Patient Guy wrote:
Has anyone written code that successfully manipulates binary file data
using Javascript?
It might---and in the case of doing I/O, will---make use of browser-
specific functions (ActiveX/COM with Internet Explorer, XPCOM/XPConnect
with Mozilla/Firefox).
[snip]
You can certainly manipulate binary data in a rough fashion, using a
Javascript String. A Javascript String format is in Unicode pairs I
believe. I.e. each character can hold a value from 0000 to FFFF, so
the binary stream could be represented either as a sequence where the
higher pair is 00, and the byte is the lower, i.e. 0000, 0001, 0002
.... 00FF, or each pair of bytes is encoded in to the Unicode pairs,
e.g. 0001, 0203, 0304, ... FEFF. The latter case is problematic for
odd numbered streams.
The trick however is getting the binary codes from files into and out
of the String object in the first place, whether at all, or
efficiently.
I have been experimenting myself, and so far Javascript alone does not
seem to be enough.
INTERNET EXPLORER
There are two ActiveX objects to consider:-
(a) Scripting.FileS ystemObject
Through Javascript, it seems to be impossible to use this to save
strings containing a binary stream. If encoding is set to ASCII, an
error will be thrown for char codes in the range 80 - A0 which you try
to write to a file. If encoding is Unicode, then the resulting file is
prefixed with FF FE, and it only works for even numbered streams.

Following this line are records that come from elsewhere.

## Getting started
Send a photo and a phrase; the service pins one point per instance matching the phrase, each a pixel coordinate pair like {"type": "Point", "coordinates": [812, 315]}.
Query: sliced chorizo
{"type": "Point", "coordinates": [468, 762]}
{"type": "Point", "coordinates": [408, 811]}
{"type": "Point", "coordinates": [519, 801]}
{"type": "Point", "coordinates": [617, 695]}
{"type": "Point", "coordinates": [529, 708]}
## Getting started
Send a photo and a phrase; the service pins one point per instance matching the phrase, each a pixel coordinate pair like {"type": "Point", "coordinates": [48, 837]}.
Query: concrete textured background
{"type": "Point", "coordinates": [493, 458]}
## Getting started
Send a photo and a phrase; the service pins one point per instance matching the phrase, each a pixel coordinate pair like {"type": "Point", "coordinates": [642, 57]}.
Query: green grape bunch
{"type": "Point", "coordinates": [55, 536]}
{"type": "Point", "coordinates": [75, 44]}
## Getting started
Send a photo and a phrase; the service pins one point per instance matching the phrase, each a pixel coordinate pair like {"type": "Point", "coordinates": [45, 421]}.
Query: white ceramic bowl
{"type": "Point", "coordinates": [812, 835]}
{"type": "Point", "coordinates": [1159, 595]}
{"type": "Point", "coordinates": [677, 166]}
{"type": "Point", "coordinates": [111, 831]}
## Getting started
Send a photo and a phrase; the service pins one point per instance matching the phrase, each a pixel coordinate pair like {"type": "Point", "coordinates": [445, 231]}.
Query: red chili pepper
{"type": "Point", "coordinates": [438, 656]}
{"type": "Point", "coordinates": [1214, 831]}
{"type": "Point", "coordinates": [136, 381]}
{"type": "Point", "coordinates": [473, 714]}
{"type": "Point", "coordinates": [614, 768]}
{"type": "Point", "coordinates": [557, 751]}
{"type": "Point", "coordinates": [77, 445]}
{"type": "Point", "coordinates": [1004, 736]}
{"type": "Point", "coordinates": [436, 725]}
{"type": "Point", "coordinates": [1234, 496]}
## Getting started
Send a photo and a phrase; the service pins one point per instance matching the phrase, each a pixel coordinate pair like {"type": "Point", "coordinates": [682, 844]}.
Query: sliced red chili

You can use it to load binary into Strings, but you need again to
watch for characters 80-A0, as they are converted during the load
process to some other unicode characters. This is consistently done,
so once you know the conversion, i.e. 80->2030 etc, you can easily
reverse it.
However, oddly, in VBScript, with encoding set to ASCII you can
actually write binary using Scripting.FileS ystemObject. I think this
is because VBScript has other data types which are more acceptable to
the ActiveX object.
So you can adopt a mixture of VBScript and Javascript to get a kind of
binary i/o.
(a) ADODB.Stream
This gives full binary file system access. I think however it is
disabled by default on later versions of windows. In any event, it has
one limitation again in Javascript if you want to write binary data
from a String to the stream: the WriteText method again fails with
characters in the range 80-A0.
(c) XML dataType
A third area to explore is setting an XML node data type to bin.hex or
bin.base64. You could convert a String to base64 or hex, and set the
nodeTypedValue with that encoded string. This is more useful for
HTTPRequests, but conversion to base64 and hex is very slow. When you
subsequently bet the nodeTypedValue it will return a Variant byte
buffer containing the binary. Useless in Javascript, but might be
useable with ADODB.Stream or VBScript.
MOZILLA
I am not as familiar with the XPCOM components - see
www.xulplanet.com,
but they may have some scriptable input and output streams. Again
don't know how they would interact with the Javascript String type.